Tarantino se tendría que haber muerto de gastroenteritis en la posproducción de “Jackie Brown”, mientras nos duraba la sensación maravillosa que nos había dejado “Pulp Fiction”. La muerte debería haber actuado a tiempo, antes de que ocurrieran cosas nefastas como “Kill Bill” o su amistad con Robert Rodríguez.

Lo mismo con Orson Welles: a los 27 ó 28 años, al gordo tendría que haberle explotado el hígado por exceso de choripán. Nos hubiera dejado la mejor película del siglo XX, el falso radiofónico más divertido de la historia, y nos hubiésemos librado de todo, todo lo demás, que a veces hasta nos da vergüenza ajena.

Con Charly García los teóricos discrepamos: yo pienso que se tendría que haber tirado al vacío, desnudo o con batín, desde el piso catorce del Sheraton de Buenos Aires, un día cualquiera de otoño, entre “Piano Bar” (1984) y “Parte de la Religión” (1986). Otros no lo dejan llegar ni a “Clics Modernos” (1983). Y los más puristas lo habrían matado a la salida de la grabación de “Porsuigieco” (1976), en venganza por juntarse con Porchetto.

Entre los escritores, hay dos casos muy claros de mitos potenciales que, por culpa de esa persistencia absurda en seguir vivos, se han quedado en las compuertas de mi idolatría: uno es García Márquez, que debió haber dejado inconcluso “El amor en los tiempos del cólera” por un atracón de sandía; y el otro Camilo José Cela, un enorme genio que debió morir justo después de “La colmena”, suicidado o atropellado por un Volkswagen.

Por eso a mí me gusta admirar fervientemente a los que llegan a viejos sin mayores resbalones, a los que mueren al final de su camino y no necesitan la parafernalia de una vida trunca para ser inmortales.

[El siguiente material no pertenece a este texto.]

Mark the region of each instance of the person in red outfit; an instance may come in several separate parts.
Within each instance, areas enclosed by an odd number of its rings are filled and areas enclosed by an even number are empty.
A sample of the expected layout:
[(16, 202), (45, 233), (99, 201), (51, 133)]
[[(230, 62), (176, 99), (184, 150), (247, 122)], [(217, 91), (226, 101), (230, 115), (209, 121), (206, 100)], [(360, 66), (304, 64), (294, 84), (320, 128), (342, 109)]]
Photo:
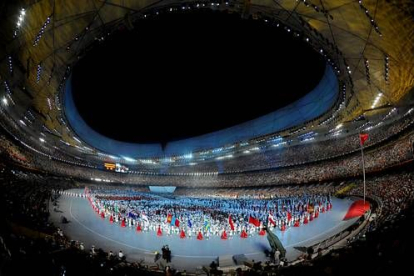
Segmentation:
[(243, 238), (243, 239), (248, 237), (248, 235), (246, 233), (246, 229), (243, 228), (243, 231), (241, 232), (240, 237)]
[(227, 233), (226, 233), (226, 230), (223, 230), (223, 233), (221, 233), (221, 239), (222, 239), (222, 240), (227, 240)]
[(184, 229), (181, 229), (180, 238), (181, 238), (181, 239), (184, 239), (184, 238), (185, 238), (185, 232), (184, 232)]
[(300, 226), (299, 219), (297, 219), (297, 220), (295, 221), (295, 224), (293, 225), (293, 227), (299, 227), (299, 226)]
[(202, 239), (203, 239), (203, 234), (201, 234), (201, 231), (199, 230), (197, 234), (197, 240), (201, 241)]
[(264, 230), (264, 228), (262, 228), (262, 230), (260, 230), (259, 235), (260, 236), (266, 235), (266, 231)]

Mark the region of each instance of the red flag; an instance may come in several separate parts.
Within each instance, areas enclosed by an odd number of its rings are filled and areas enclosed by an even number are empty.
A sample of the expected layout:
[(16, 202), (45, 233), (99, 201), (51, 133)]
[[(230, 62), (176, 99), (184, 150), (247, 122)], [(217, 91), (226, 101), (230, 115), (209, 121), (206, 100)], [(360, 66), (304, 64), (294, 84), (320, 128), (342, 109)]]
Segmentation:
[(361, 142), (361, 146), (363, 146), (365, 141), (368, 140), (368, 133), (360, 133), (359, 140)]
[(234, 231), (234, 224), (233, 224), (233, 220), (231, 219), (231, 215), (229, 215), (229, 224), (230, 224), (230, 229)]
[(289, 211), (287, 212), (287, 219), (288, 219), (288, 221), (290, 221), (292, 219), (292, 215), (290, 214)]
[(249, 223), (253, 224), (256, 227), (260, 227), (260, 221), (252, 216), (249, 217)]
[(167, 215), (167, 222), (168, 223), (171, 223), (171, 220), (172, 220), (172, 215), (171, 214), (168, 214)]
[(366, 211), (370, 209), (369, 202), (364, 202), (363, 200), (358, 200), (352, 203), (349, 207), (347, 214), (343, 220), (348, 220), (356, 217), (360, 217), (365, 214)]
[(175, 219), (175, 226), (180, 227), (180, 221), (178, 219)]

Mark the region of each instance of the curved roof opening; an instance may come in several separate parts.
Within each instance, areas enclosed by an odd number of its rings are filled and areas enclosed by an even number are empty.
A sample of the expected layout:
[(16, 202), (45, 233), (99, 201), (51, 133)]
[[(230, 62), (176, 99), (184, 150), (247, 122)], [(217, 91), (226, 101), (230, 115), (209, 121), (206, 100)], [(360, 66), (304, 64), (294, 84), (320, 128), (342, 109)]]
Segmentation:
[(167, 13), (88, 52), (74, 68), (72, 91), (98, 133), (165, 144), (287, 106), (324, 71), (322, 56), (286, 29), (237, 14)]

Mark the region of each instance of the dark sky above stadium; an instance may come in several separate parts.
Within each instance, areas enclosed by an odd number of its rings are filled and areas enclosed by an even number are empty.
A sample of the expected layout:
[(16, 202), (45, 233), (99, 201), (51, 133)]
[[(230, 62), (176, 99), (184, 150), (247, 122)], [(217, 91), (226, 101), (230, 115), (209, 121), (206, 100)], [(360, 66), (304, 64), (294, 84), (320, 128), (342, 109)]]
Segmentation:
[(283, 28), (203, 11), (119, 30), (87, 52), (72, 81), (77, 108), (97, 132), (166, 143), (283, 107), (311, 91), (324, 68)]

Como Salvador Dalí, Borges o Caetano Veloso.

También admiro a los que, sobreponiéndose a un éxito de juventud, maduran todavía mejores (yo los hubiera matado antes y me habría equivocado tanto) como los casos atípicos de Matt Groenning, Ricardo Darín, Mark Twain, André Agassi o Quino.

Es errónea, creo yo, la teoría de mitificar por lo que hubiera seguido haciendo el muerto, de seguir vivo. “¡Lo que habría hecho Eva Perón, si ya a los 33 años era quien era!”. Habría caído del pedestal como un higo maduro, ¡eso habría hecho! También se hubiesen desbarrancado casi todos los top five que han muerto a los treinta y tres (sí, también Él).

Siempre he pensado que si a Fidel lo hubiesen matado en Bolivia, todos tendríamos su foto en la camiseta, mientras hoy el mundo escucharía con aburrimiento anacrónico los interminables discursos de un Che Guevara viejo y cansado de vivir.

Así de irónica es la muerte, y así de boludones, morbosos y desubicados somos nosotros, los pueblos necesitados de posters y aniversarios.